Bericht vom ersten nationalen Best-Practice-Workshop der deutschen Open-Access-Monografienfonds



Disclaimer: Dies ist ein Gastbeitrag von den Veranstalter_innen.

Am 3. Dezember 2019 luden das Projektteam des von der Leibniz-Gemeinschaft aufgelegten Open-Access-Fonds für Monografien andere Fondsbetreiber aus der deutschen Wissenschaftslandschaft zu einem Informationsaustausch ein. Der Workshop wurde ausgerichtet vom Leibniz-Institut für Deutsche Sprache (IDS) in Mannheim, das den Leibniz-Monografienfonds federführend betreut. Zugegen waren neben den Projektbeteiligten der anderen sechs Leibniz-Institute (DIE - Deutsches Institut für Erwachsenenbildung, DIPF - Leibniz-Institut für Bildungsforschung und Bildungsinformation, GNM - Germanisches Nationalmuseum, IfZ - Institut für Zeitgeschichte, TIB - Leibniz-Informationszentrum Technik und Naturwissenschaften und Universitätsbibliothek und ZBW - Leibniz-Informationszentrum Wirtschaft), Repräsentantinnen und Repräsentanten von 11 deutschlandweit in den letzten zwei Jahren entstandenen oder geplanten Publikationsfonds für Monografien sowie Einrichtungen, die Open-Access-Monografien auf anderem Wege fördern: Freie Universität Berlin, Humboldt-Universität zu Berlin, Technische Universität Berlin, Universität Bielefeld, Universität Duisburg-Essen, Technische Universität Darmstadt, Universität Konstanz, Johannes-Gutenberg-Universität Mainz, Westfälische Wilhelms-Universität Münster, die Fraunhofer-Gesellschaft sowie das Niedersachsen-Konsortium des geplanten Open-Access-Publikationsfonds des Landes Niedersachsen.

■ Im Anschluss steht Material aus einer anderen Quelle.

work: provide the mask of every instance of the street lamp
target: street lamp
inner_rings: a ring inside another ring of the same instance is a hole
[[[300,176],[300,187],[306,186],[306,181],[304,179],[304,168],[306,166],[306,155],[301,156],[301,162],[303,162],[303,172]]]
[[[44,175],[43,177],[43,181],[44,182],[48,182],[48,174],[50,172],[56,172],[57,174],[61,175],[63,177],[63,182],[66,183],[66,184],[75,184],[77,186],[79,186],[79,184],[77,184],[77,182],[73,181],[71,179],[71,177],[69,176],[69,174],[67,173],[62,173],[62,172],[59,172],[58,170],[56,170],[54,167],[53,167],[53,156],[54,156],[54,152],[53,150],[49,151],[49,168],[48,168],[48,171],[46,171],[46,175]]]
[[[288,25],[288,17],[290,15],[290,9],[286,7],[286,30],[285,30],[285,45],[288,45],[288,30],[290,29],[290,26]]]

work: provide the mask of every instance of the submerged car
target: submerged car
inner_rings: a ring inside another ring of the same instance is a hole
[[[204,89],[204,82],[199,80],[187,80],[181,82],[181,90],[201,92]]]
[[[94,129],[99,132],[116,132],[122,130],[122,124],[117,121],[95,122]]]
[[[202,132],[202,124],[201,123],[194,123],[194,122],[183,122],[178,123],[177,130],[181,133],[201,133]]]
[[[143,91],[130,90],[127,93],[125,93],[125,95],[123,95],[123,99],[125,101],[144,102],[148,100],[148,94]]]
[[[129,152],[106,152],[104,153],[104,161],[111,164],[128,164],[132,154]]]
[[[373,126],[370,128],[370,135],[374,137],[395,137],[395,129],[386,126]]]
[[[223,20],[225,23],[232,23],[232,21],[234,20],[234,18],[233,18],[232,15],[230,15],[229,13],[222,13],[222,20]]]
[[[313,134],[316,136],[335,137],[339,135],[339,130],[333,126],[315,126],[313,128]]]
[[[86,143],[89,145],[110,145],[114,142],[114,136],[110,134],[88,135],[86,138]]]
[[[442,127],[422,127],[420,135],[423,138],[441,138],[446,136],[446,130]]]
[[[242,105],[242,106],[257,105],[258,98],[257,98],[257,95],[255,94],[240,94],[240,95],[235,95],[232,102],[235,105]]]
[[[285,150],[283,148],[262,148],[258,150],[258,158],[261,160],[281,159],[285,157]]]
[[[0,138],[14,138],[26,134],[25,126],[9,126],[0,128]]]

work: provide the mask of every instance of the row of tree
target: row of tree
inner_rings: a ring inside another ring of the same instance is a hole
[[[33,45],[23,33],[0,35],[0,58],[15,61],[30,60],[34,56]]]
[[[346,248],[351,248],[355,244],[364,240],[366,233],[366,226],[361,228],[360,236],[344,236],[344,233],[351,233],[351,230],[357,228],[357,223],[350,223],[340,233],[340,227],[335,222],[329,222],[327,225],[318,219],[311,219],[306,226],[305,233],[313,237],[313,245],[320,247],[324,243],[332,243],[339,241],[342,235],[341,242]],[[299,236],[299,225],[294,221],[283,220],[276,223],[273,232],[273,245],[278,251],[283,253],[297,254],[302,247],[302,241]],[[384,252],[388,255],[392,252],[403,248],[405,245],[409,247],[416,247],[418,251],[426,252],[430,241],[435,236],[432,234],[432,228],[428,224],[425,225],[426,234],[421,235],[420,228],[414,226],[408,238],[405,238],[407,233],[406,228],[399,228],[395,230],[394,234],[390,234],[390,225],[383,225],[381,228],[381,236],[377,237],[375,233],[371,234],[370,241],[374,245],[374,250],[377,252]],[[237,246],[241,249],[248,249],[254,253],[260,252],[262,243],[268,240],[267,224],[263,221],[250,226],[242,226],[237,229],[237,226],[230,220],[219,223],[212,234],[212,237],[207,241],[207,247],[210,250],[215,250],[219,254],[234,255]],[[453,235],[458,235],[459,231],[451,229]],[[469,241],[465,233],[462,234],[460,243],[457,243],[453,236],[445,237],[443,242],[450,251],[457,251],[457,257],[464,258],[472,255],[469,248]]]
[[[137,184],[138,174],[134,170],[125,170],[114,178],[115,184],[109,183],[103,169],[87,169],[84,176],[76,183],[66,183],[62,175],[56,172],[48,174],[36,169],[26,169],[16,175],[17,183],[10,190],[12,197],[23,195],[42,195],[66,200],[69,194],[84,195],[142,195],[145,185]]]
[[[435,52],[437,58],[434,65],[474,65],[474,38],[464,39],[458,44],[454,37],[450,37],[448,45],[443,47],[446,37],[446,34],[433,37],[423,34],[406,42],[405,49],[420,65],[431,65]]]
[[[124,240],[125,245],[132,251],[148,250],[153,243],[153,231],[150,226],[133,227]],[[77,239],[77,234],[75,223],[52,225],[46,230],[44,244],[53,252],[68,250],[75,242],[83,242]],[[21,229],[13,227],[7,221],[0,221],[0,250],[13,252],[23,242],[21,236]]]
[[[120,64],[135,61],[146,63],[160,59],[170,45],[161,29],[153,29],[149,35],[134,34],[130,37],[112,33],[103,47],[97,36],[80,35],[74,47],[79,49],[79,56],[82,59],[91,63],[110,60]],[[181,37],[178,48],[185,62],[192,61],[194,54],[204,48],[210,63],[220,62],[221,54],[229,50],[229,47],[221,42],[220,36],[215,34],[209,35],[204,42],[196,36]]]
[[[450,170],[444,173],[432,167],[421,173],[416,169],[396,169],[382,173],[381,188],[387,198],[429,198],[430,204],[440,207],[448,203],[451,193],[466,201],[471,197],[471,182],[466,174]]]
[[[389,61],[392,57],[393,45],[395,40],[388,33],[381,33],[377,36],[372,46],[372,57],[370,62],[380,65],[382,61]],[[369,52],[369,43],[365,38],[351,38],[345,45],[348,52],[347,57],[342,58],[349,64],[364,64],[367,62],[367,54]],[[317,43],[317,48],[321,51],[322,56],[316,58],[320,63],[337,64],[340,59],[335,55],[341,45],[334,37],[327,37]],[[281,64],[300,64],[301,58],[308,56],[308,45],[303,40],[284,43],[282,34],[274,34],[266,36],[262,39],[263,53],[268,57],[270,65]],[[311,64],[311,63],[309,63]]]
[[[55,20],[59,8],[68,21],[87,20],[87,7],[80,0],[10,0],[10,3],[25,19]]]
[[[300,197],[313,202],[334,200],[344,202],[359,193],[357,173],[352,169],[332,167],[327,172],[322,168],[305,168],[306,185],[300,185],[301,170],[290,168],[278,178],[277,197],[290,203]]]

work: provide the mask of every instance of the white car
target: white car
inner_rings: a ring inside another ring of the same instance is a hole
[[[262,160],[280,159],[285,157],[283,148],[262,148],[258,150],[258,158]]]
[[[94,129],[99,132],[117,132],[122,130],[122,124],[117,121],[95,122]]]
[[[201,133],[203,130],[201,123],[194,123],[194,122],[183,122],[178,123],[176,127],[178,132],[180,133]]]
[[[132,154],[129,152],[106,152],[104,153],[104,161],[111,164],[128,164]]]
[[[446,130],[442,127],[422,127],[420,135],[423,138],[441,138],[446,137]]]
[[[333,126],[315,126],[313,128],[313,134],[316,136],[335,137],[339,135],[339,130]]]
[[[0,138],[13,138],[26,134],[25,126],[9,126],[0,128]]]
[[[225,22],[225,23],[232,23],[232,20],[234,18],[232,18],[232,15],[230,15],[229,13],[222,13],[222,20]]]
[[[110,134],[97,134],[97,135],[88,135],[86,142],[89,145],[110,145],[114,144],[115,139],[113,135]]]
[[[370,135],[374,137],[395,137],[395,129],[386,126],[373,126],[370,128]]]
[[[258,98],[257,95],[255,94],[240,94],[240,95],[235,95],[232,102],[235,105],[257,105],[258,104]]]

Der Veranstaltungsort war nicht zufällig gewählt: Als geisteswissenschaftliches Institut steht das IDS quasi exemplarisch für jene Disziplinen, die ein besonderes Interesse haben, Finanzierungsmöglichkeiten für Bücher zu etablieren, die im goldenen Open Access veröffentlicht und dennoch gemeinsam mit Verlagen realisiert werden sollen. Neben digitalen Visionen sind für die eigentlich eher traditionelle Form der Wissenschaftskommunikation „Buch“ vor allem pragmatische, finanzielle und lizenzrechtliche Lösungen gesucht. So war es das Anliegen des Workshops, Erfahrungen der fondsbetreibenden Einrichtungen auszutauschen, einander über Förderkriterien und Fördersummen zu informieren und den Workflow bei der Antragstellung und -abwicklung abzugleichen. Moderiert wurde der Workshop von Olaf Siegert (ZBW), der als Sprecher des AK Open Access der Leibniz-Gemeinschaft in verschiedenen wissenschaftspolitischen Kontexten für die Transformation hin zu Open Access aktiv ist.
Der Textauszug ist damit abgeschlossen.